Cekungan Kutai terbentuk karena proses pemekaran pada kala Eosen Tengah yang diikuti oleh fase pelenturan dasar cekungan yang berakhir pada Oligosen Akhir. Peningkatan tekanan karena tumbukan lempeng mengakibatkan pengangkatan dasar cekungan ke arah baratlaut yang menghasilkan siklus regresif utama sedimentasi klastik di Cekungan Kutai, dan tidak terganggu sejak Oligosen Akhir hingga sekarang (Ferguson dan McClay, 1997).
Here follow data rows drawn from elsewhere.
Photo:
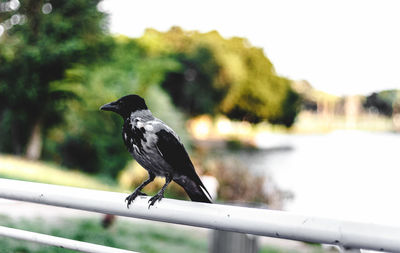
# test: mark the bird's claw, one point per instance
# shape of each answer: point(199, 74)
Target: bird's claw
point(133, 196)
point(156, 197)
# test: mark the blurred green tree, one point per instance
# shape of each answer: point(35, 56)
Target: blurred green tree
point(42, 39)
point(227, 76)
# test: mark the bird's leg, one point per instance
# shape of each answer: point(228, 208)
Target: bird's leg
point(160, 194)
point(137, 191)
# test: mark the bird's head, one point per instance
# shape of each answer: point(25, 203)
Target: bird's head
point(125, 105)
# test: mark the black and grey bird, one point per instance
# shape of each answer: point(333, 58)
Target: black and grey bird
point(157, 148)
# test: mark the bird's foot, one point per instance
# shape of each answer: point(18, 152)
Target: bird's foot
point(156, 197)
point(133, 196)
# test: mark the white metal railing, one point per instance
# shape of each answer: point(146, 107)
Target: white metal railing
point(280, 224)
point(57, 241)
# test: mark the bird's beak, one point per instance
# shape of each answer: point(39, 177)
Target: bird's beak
point(113, 106)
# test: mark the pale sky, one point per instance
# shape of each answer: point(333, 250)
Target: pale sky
point(341, 47)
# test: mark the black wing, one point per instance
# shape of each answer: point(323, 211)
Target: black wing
point(175, 154)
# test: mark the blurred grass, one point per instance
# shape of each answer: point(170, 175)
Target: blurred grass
point(14, 167)
point(123, 234)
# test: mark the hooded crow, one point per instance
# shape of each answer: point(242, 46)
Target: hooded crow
point(157, 148)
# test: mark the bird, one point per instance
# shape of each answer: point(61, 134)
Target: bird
point(157, 148)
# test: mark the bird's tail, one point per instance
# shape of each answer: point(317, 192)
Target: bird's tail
point(194, 188)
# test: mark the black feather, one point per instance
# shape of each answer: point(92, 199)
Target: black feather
point(175, 154)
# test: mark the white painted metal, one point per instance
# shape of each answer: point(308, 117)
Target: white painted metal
point(57, 241)
point(349, 235)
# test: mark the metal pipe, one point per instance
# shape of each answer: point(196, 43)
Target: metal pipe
point(280, 224)
point(58, 242)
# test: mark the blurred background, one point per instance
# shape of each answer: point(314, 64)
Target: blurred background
point(290, 106)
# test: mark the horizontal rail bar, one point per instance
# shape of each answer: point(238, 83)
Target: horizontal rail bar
point(271, 223)
point(58, 241)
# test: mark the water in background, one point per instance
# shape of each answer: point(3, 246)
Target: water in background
point(345, 174)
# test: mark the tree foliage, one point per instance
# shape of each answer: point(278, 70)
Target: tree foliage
point(47, 39)
point(223, 76)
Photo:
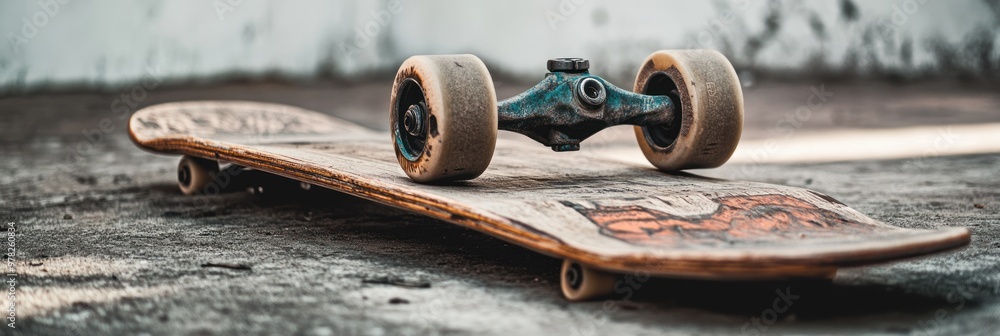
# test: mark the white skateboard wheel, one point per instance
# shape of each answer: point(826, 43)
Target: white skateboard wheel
point(194, 173)
point(581, 283)
point(443, 117)
point(710, 120)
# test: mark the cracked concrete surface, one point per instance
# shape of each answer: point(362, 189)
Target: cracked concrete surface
point(108, 245)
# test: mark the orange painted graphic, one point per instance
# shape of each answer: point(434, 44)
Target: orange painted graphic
point(738, 219)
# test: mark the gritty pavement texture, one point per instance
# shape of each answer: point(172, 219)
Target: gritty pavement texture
point(108, 245)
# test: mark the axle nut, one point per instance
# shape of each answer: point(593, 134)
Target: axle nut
point(591, 92)
point(568, 64)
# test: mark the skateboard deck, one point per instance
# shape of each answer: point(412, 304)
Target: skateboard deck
point(594, 210)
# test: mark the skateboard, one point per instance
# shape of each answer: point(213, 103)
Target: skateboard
point(603, 217)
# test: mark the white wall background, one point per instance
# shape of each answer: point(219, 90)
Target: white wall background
point(106, 43)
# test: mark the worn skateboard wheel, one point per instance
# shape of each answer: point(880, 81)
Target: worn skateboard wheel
point(194, 173)
point(581, 283)
point(443, 117)
point(708, 123)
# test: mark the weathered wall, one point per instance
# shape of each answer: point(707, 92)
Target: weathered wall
point(53, 43)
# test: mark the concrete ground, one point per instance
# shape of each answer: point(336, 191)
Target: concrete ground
point(106, 244)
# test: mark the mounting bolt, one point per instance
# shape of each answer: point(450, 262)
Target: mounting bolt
point(568, 64)
point(413, 120)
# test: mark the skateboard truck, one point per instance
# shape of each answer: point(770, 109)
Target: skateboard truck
point(686, 107)
point(571, 104)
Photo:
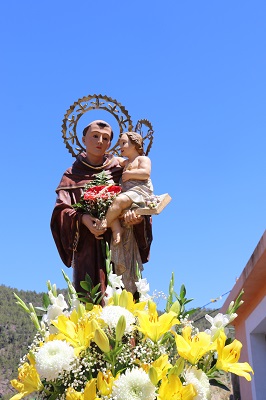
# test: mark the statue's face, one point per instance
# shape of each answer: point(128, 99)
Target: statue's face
point(97, 140)
point(126, 146)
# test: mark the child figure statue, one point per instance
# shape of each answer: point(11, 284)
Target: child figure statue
point(137, 188)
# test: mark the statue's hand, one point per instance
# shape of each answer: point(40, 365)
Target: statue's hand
point(131, 218)
point(94, 225)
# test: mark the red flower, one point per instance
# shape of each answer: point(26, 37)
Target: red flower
point(101, 192)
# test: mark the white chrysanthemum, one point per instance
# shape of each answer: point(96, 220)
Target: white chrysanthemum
point(115, 281)
point(109, 292)
point(134, 385)
point(59, 300)
point(200, 382)
point(53, 358)
point(218, 322)
point(143, 288)
point(111, 315)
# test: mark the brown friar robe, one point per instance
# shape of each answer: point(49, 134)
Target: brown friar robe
point(76, 245)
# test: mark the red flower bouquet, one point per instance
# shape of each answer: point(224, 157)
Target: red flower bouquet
point(97, 196)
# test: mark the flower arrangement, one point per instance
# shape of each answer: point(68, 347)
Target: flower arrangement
point(98, 195)
point(124, 350)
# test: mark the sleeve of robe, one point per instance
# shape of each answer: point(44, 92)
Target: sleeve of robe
point(65, 223)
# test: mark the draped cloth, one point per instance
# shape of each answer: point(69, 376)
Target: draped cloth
point(76, 245)
point(126, 258)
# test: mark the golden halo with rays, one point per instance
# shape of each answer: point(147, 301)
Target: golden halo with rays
point(112, 106)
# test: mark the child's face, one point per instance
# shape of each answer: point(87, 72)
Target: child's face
point(126, 147)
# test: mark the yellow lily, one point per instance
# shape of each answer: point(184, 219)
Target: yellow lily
point(172, 389)
point(153, 326)
point(105, 382)
point(77, 331)
point(88, 394)
point(192, 348)
point(158, 368)
point(228, 357)
point(28, 381)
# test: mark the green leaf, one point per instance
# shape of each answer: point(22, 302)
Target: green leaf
point(85, 285)
point(216, 382)
point(46, 300)
point(183, 291)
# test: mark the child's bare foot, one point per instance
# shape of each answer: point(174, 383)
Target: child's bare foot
point(117, 231)
point(102, 224)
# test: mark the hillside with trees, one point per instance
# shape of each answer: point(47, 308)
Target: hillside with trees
point(17, 332)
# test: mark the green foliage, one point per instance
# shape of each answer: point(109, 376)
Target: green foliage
point(16, 334)
point(93, 294)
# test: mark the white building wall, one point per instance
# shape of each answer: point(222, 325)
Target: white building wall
point(256, 343)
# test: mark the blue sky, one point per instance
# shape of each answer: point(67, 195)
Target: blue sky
point(196, 70)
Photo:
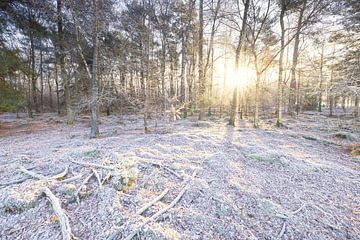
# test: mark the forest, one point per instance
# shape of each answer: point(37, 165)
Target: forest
point(179, 119)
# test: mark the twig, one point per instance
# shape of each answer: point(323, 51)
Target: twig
point(14, 181)
point(106, 178)
point(63, 219)
point(155, 200)
point(298, 210)
point(162, 211)
point(41, 177)
point(61, 175)
point(81, 186)
point(32, 174)
point(93, 165)
point(159, 165)
point(72, 179)
point(97, 177)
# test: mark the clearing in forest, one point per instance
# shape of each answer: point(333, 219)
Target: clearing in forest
point(215, 181)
Pada kala Miosen Tengah pengangkatan dasar cekungan dimulai dari bagian barat Cekungan Kutai yang bergerak secara progresif ke arah timur sepanjang waktu dan bertindak sebagai pusat pengendapan (Tanean, drr, 1996). Selain itu juga terjadi susut laut yang berlangsung terus menerus sampai Miosen Akhir. Bahan yang terendapkan berasal dari bagian selatan, barat dan utara cekungan menyusun Formasi Warukin, Formasi Pulaubalang dan Formasi Balikpapan.
Struktur utama di daerah kajian berupa antiklinorium yang berarah utara-timur laut yang dicirikan oleh antiklin asimetris yang dipisahkan oleh sinklin lebar yang berisi siliklastik berumur Miosen dimana jejak sumbunya mencapai 20-50km sepanjang jurus berbentuk lurus hingga melengkung. Struktur antiklinorium berubah secara gradual dari timur ke barat sedikit hingga tanpa pengangkatan sampai pada lipatan kompleks/jalur sesar naik dengan pengangkatan dan erosi di bagian barat (Ferguson dan McClay, 1997).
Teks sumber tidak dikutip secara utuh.